Effectivement nous avons pu constater combien ont été rapides les décisions de dégradation de la protection de le biodiversité lors de la crise agricole. C’est plutôt une faiblesse structurelle de ces polices parce qu’elles relèvent d’un morcellement institu-tionnel qui vient d’une très longue histoire, qu’elles ont peu de moyens par rapport aux objectifs qui leur sont fixés, et parce qu’elles rencontrent des résistances soit larvées, soit explicites, que les mobilisations agricoles ont bien démontrées. Le Conseil d’État recense 70 catégories d’agents différents qui peuvent faire appliquer la police de l’environnement, et 25 polices de l’environnement différentes.

Les différentes polices n’ont pas les mêmes moyens, mais l’écart entre les enjeux auxquels elles doivent répondre et les moyens qui leur sont alloués est relativement commun. Il y a toutefois une diversité de métiers considérables, parfois sous la même dénomination juridique. C’est le cas des inspecteurs de l’environnement qui, depuis 2013, regroupent plusieurs catégories d’agents et d’activités.

Et c’est sans compter que la très grande hétérogénéité sociologique du monde agricole contemporain, qui repose aussi sur des concurrences pour le foncier, pour les marchés et pour les aides, est contrebalancée par une figure relativement consensuelle : la police de l’environnement comme adversaire, incarnée par l’OFB.

Au tribunal correctionnel, l’environnement, c’est moins de 1 % des affaires car il existe une grande diversité d’alternatives aux poursuites qui se terminent souvent par des amendes allégées.

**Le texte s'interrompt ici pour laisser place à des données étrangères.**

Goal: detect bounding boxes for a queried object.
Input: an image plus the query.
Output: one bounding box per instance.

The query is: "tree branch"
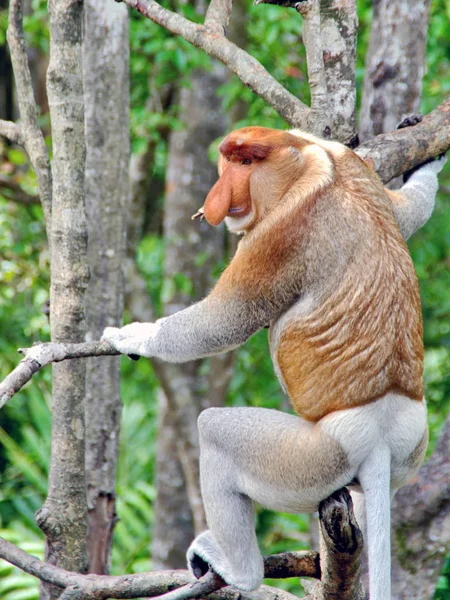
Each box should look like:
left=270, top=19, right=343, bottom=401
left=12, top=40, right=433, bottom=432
left=0, top=538, right=320, bottom=600
left=3, top=0, right=52, bottom=226
left=0, top=174, right=41, bottom=204
left=0, top=119, right=23, bottom=146
left=119, top=0, right=309, bottom=127
left=205, top=0, right=233, bottom=35
left=356, top=96, right=450, bottom=183
left=0, top=342, right=120, bottom=408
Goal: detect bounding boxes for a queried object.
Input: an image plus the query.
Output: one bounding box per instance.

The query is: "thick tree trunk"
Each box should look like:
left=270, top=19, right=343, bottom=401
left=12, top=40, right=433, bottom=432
left=153, top=67, right=229, bottom=568
left=360, top=0, right=430, bottom=141
left=83, top=0, right=129, bottom=573
left=37, top=0, right=88, bottom=598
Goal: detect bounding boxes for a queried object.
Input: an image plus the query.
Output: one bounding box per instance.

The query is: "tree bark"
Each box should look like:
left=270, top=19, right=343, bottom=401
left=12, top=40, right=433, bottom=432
left=83, top=0, right=130, bottom=573
left=152, top=67, right=230, bottom=568
left=37, top=0, right=88, bottom=598
left=360, top=0, right=430, bottom=141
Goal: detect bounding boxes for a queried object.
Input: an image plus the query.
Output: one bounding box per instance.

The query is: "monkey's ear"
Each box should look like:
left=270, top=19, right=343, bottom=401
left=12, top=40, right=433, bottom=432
left=203, top=169, right=232, bottom=225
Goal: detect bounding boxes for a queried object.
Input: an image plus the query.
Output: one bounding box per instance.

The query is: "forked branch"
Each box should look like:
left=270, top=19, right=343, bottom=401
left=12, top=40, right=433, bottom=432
left=0, top=489, right=364, bottom=600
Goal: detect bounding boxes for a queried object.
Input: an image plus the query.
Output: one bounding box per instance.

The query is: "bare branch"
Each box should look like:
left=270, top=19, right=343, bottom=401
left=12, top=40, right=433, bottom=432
left=0, top=119, right=23, bottom=146
left=0, top=174, right=41, bottom=204
left=120, top=0, right=309, bottom=127
left=297, top=1, right=331, bottom=137
left=356, top=96, right=450, bottom=183
left=0, top=342, right=119, bottom=408
left=7, top=0, right=52, bottom=226
left=205, top=0, right=233, bottom=35
left=0, top=538, right=315, bottom=600
left=319, top=0, right=358, bottom=144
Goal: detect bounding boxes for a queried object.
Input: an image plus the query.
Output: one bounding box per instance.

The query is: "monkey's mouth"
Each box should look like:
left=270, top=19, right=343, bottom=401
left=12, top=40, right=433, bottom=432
left=227, top=206, right=248, bottom=217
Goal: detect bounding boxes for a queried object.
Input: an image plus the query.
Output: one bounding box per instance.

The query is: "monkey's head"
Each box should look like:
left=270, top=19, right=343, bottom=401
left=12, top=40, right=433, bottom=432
left=195, top=127, right=310, bottom=233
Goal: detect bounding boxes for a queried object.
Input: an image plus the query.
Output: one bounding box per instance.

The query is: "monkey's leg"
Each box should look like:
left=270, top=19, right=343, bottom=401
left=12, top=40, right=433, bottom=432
left=188, top=408, right=355, bottom=590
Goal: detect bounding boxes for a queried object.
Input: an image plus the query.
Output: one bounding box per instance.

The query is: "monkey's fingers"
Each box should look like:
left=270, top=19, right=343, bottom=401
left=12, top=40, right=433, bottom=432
left=191, top=207, right=205, bottom=221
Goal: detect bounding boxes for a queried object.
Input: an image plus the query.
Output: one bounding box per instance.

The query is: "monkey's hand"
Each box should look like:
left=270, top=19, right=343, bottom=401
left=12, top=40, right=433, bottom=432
left=102, top=323, right=160, bottom=357
left=403, top=154, right=447, bottom=183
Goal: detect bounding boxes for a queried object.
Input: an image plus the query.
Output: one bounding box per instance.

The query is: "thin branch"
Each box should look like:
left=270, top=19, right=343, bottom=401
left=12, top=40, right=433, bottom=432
left=119, top=0, right=309, bottom=127
left=0, top=538, right=317, bottom=600
left=356, top=96, right=450, bottom=183
left=0, top=342, right=120, bottom=408
left=0, top=174, right=41, bottom=204
left=7, top=0, right=52, bottom=227
left=205, top=0, right=233, bottom=35
left=0, top=119, right=23, bottom=146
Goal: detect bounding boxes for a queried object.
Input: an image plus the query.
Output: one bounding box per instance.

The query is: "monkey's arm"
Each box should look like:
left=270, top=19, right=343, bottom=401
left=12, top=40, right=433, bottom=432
left=387, top=157, right=447, bottom=240
left=102, top=241, right=299, bottom=362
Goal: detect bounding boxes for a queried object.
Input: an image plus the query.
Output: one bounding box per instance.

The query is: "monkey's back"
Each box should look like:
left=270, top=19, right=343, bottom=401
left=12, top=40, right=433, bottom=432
left=271, top=180, right=423, bottom=421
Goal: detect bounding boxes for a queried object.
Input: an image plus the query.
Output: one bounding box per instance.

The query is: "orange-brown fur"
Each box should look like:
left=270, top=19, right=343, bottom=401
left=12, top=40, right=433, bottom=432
left=205, top=128, right=423, bottom=421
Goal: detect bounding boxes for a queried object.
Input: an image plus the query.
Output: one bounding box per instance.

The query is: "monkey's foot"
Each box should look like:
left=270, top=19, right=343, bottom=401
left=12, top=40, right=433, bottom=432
left=186, top=531, right=264, bottom=592
left=397, top=113, right=423, bottom=129
left=319, top=488, right=362, bottom=554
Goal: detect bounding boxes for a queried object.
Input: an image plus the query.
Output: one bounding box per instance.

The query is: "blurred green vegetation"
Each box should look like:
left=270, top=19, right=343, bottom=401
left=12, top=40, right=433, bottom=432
left=0, top=0, right=450, bottom=600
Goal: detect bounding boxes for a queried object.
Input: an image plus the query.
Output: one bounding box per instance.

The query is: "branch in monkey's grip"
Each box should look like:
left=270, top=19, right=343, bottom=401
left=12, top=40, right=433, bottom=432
left=0, top=341, right=120, bottom=408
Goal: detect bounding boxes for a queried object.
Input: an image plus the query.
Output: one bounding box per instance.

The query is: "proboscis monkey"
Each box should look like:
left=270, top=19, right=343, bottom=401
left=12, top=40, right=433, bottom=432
left=103, top=127, right=444, bottom=600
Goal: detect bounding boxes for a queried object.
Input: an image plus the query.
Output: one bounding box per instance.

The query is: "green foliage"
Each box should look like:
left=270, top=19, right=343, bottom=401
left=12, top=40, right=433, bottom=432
left=0, top=0, right=450, bottom=600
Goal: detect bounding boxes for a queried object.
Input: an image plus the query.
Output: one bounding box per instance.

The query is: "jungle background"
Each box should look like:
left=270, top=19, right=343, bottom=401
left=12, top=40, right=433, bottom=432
left=0, top=0, right=450, bottom=600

Des centres de recherches écocitoyens voient le jour

Trois centres de recherche écocitoyens ont récemment ouvert leurs portes. Devant la lenteur voire le peu d’intérêt des autorités pour répondre efficacement aux populations touchées par des problèmes environnementaux, on comprend qu’elles veulent savoir! Inquiets, des riverains se mobilisent. Ils montent des collectifs, alertent la population, interrogent leurs élus et les instances sanitaires, sans avoir trop souvent de réponses étayées.

L’objectif : répondre scientifiquement aux questions très matérielles qui émergent sur le territoire et dont ils sont victimes. « La santé environnementale mêle deux domaines complexes, qui disposent chacun d’un guichet administratif différent », explique Philippe Chamaret directeur du 1er institut écocitoyen élaboré en 2010, celui de Fos-sur-Mer*.

En fonction des sujets retenus, les établissements pourront s’appuyer sur des bénévoles pour collecter des données sur le terrain. « Nous avons commencé à impliquer les citoyens en leur demandant de prélever du lichen dans différents contextes : en zone polluée, urbaine et témoin », explique Muriel Auprince, de l’association Coll’air pur, dans les Alpes, qui est à l’origine du projet de centre écocitoyen de la vallée de l’Arve.

Après des années de lutte, plusieurs collectifs de citoyens ont choisi d’ouvrir un « centre de recherche citoyen » dans leur ville. C’est le cas de Sainte-Pazanne avec Stop aux cancers de nos enfants (SCE) en Loire-Atlantique, dans l’Aude, avant qu’il ne s’en crée dans la plaine d’Aunis (Charente-Maritime), dans le Haut-Jura ou encore l’Eure.

En effet c’est la Direction régionale de l’environnement, de l’aménagement et du logement (Dreal) qui  s’occupe des questions environnementales, tandis que l’Agence régionale de santé (ARS) est chargée des sujets sanitaires. On aurait pu espérer des trois premiers Plans régionaux santé Environnement (PRSE) qu’ils aient pu répondre aux questions des habitants, il semble que cela ait été insuffisant : nous en sommes au 4ème qui nous le souhaitons atteigne cet objectif: nous serons vigilants.